Fares Mario A, Byrne Kevin P, Wolfe Kenneth H
Department of Genetics, Smurfit Institute, University of Dublin, Trinity College, Dublin 2, Ireland.
Mol Biol Evol. 2006 Feb;23(2):245-53. doi: 10.1093/molbev/msj027. Epub 2005 Oct 5.
Whole-genome duplication (WGD) produces sets of gene pairs that are all of the same age. We therefore expect that phylogenetic trees that relate these pairs to their orthologs in other species should show a single consistent topology. However, a previous study of gene pairs formed by WGD in the yeast Saccharomyces cerevisiae found conflicting topologies among neighbor-joining (NJ) trees drawn from different loci and suggested that this conflict was the result of "asynchronous functional divergence" of duplicated genes (Langkjaer, R. B., P. F. Cliften, M. Johnston, and J. Piskur. 2003. Yeast genome duplication was followed by asynchronous differentiation of duplicated genes. Nature 421:848-852). Here, we test whether the conflicting topologies might instead be due to asymmetrical rates of evolution leading to long-branch attraction (LBA) artifacts in phylogenetic trees. We constructed trees for 433 pairs of WGD paralogs in S. cerevisiae with their single orthologs in Saccharomyces kluyveri and Candida albicans. We find a strong correlation between the asymmetry of evolutionary rates of a pair of S. cerevisiae paralogs and the topology of the tree inferred for that pair. Saccharomyces cerevisiae gene pairs with approximately equal rates of evolution tend to give phylogenies in which the WGD postdates the speciation between S. cerevisiae and S. kluyveri (B-trees), whereas trees drawn from gene pairs with asymmetrical rates tend to show WGD pre-dating this speciation (A-trees). Gene order data from throughout the genome indicate that the "A-trees" are artifacts, even though more than 50% of gene pairs are inferred to have this topology when the NJ method as implemented in ClustalW (i.e., with Poisson correction of distances) is used to construct the trees. This LBA artifact can be ameliorated, but not eliminated, by using gamma-corrected distances or by using maximum likelihood trees with robustness estimated by the Shimodaira-Hasegawa test. Tests for adaptive evolution indicated that positive selection might be the cause of rate asymmetry in a substantial fraction (19%) of the paralog pairs.

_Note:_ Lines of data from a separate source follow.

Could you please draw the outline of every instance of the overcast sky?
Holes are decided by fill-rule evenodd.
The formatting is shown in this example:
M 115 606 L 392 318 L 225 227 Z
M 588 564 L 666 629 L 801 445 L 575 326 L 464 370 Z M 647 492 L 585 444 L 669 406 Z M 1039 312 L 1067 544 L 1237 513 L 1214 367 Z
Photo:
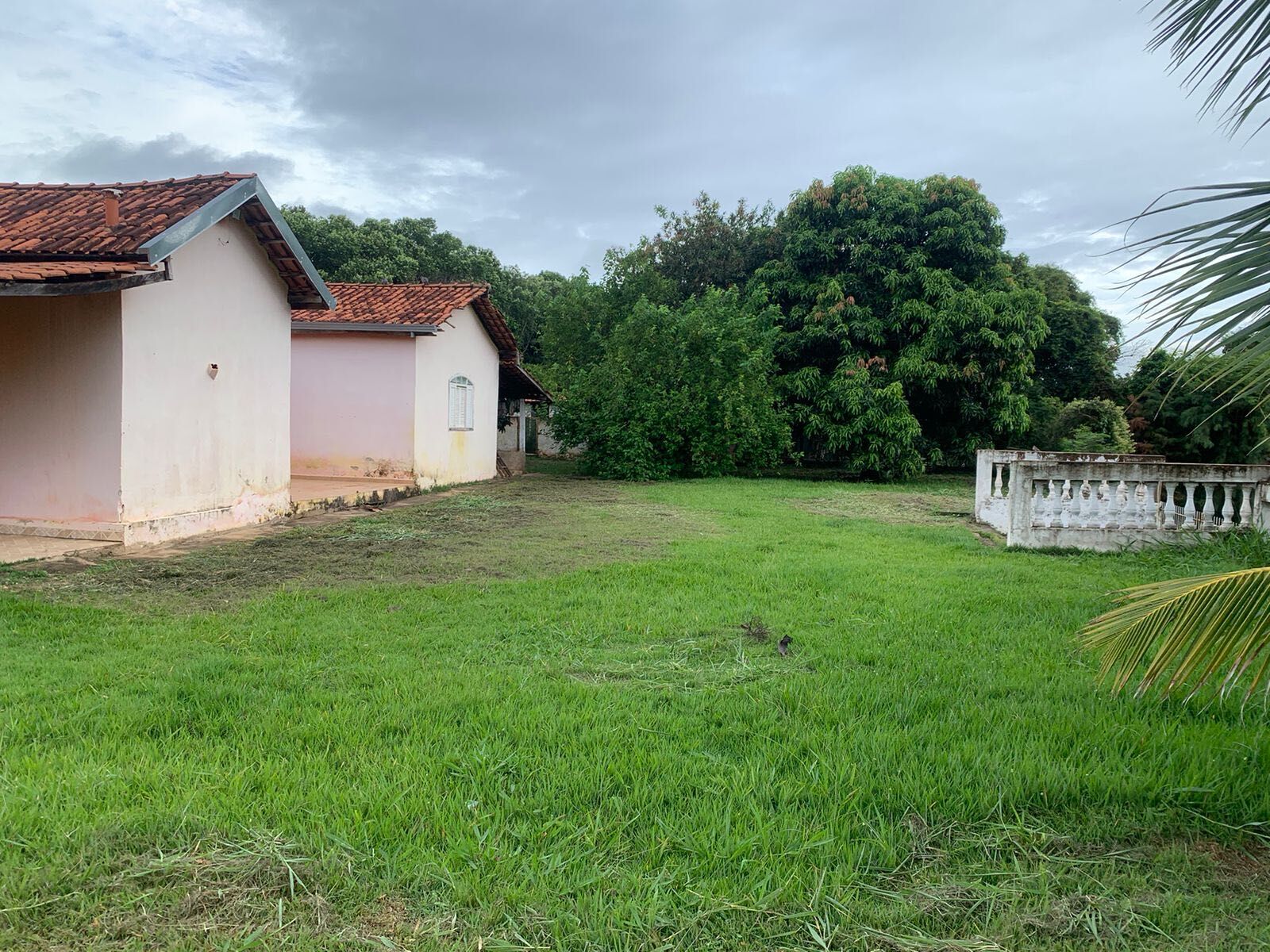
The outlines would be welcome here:
M 598 273 L 702 189 L 782 204 L 847 165 L 977 179 L 1007 245 L 1109 310 L 1113 222 L 1264 170 L 1198 119 L 1139 0 L 19 0 L 0 179 L 257 171 Z M 142 10 L 145 13 L 142 13 Z

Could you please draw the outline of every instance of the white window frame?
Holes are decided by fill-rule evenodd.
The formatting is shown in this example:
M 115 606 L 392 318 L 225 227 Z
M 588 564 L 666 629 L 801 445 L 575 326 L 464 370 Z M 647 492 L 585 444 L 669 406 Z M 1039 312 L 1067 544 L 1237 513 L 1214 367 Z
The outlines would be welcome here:
M 461 373 L 450 378 L 450 429 L 470 430 L 476 420 L 476 388 Z

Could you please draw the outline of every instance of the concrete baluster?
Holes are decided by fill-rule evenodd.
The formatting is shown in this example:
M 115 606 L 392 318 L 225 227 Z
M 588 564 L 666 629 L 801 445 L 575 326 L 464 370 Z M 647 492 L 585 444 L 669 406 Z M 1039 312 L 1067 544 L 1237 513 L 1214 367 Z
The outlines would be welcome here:
M 1199 514 L 1199 528 L 1212 529 L 1213 528 L 1213 484 L 1203 482 L 1204 486 L 1204 509 Z
M 1240 528 L 1246 529 L 1252 524 L 1252 494 L 1256 486 L 1251 482 L 1240 484 Z
M 1177 484 L 1165 482 L 1165 503 L 1163 503 L 1163 523 L 1165 529 L 1177 528 L 1177 504 L 1173 501 L 1173 494 L 1177 493 Z
M 1182 501 L 1182 528 L 1195 528 L 1195 486 L 1194 482 L 1184 482 L 1182 491 L 1186 494 Z

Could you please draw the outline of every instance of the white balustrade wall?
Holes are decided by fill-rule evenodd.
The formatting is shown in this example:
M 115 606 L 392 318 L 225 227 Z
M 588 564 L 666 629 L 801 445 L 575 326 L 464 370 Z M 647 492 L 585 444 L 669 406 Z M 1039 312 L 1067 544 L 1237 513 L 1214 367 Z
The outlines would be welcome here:
M 1010 486 L 1015 463 L 1162 463 L 1142 453 L 1050 453 L 1043 449 L 980 449 L 974 481 L 974 518 L 997 532 L 1010 531 Z
M 998 453 L 999 451 L 984 451 Z M 998 482 L 992 461 L 983 506 L 1006 545 L 1113 551 L 1187 534 L 1270 528 L 1270 466 L 1143 462 L 1133 458 L 1013 458 Z M 984 466 L 980 454 L 980 468 Z M 997 496 L 997 493 L 1002 493 Z M 980 510 L 979 501 L 975 503 Z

全基因组复制(WGD)产生的基因对集合都具有相同的年龄。因此,我们预期将这些基因对与其在其他物种中的直系同源基因联系起来的系统发育树应显示出单一一致的拓扑结构。然而,先前一项关于酿酒酵母中由WGD形成的基因对的研究发现,从不同基因座绘制的邻接法(NJ)树之间存在相互冲突的拓扑结构,并表明这种冲突是重复基因“异步功能分化”的结果(Langkjaer,R.B.,P.F.Cliften,M.Johnston和J.Piskur。2003年。酵母基因组复制后重复基因的异步分化。《自然》421:848 - 852)。在这里,我们测试相互冲突的拓扑结构是否可能反而归因于进化速率的不对称,从而导致系统发育树中出现长枝吸引(LBA)假象。我们构建了酿酒酵母中433对WGD旁系同源基因与其在克鲁维酵母和白色念珠菌中的单个直系同源基因的树。我们发现酿酒酵母一对旁系同源基因进化速率的不对称性与为该对基因推断的树的拓扑结构之间存在很强的相关性。进化速率大致相等的酿酒酵母基因对倾向于给出WGD发生在酿酒酵母和克鲁维酵母物种形成之后的系统发育树(B树),而从进化速率不对称的基因对绘制的树倾向于显示WGD发生在该物种形成之前(A树)。来自整个基因组的基因顺序数据表明,“A树”是假象,尽管当使用ClustalW中实现的NJ方法(即距离的泊松校正)构建树时,超过50%的基因对被推断具有这种拓扑结构。通过使用伽马校正距离或使用通过Shimodaira - Hasegawa检验估计稳健性的最大似然树,可以改善但不能消除这种LBA假象。适应性进化测试表明,正选择可能是相当一部分(19%)旁系同源基因对中速率不对称的原因。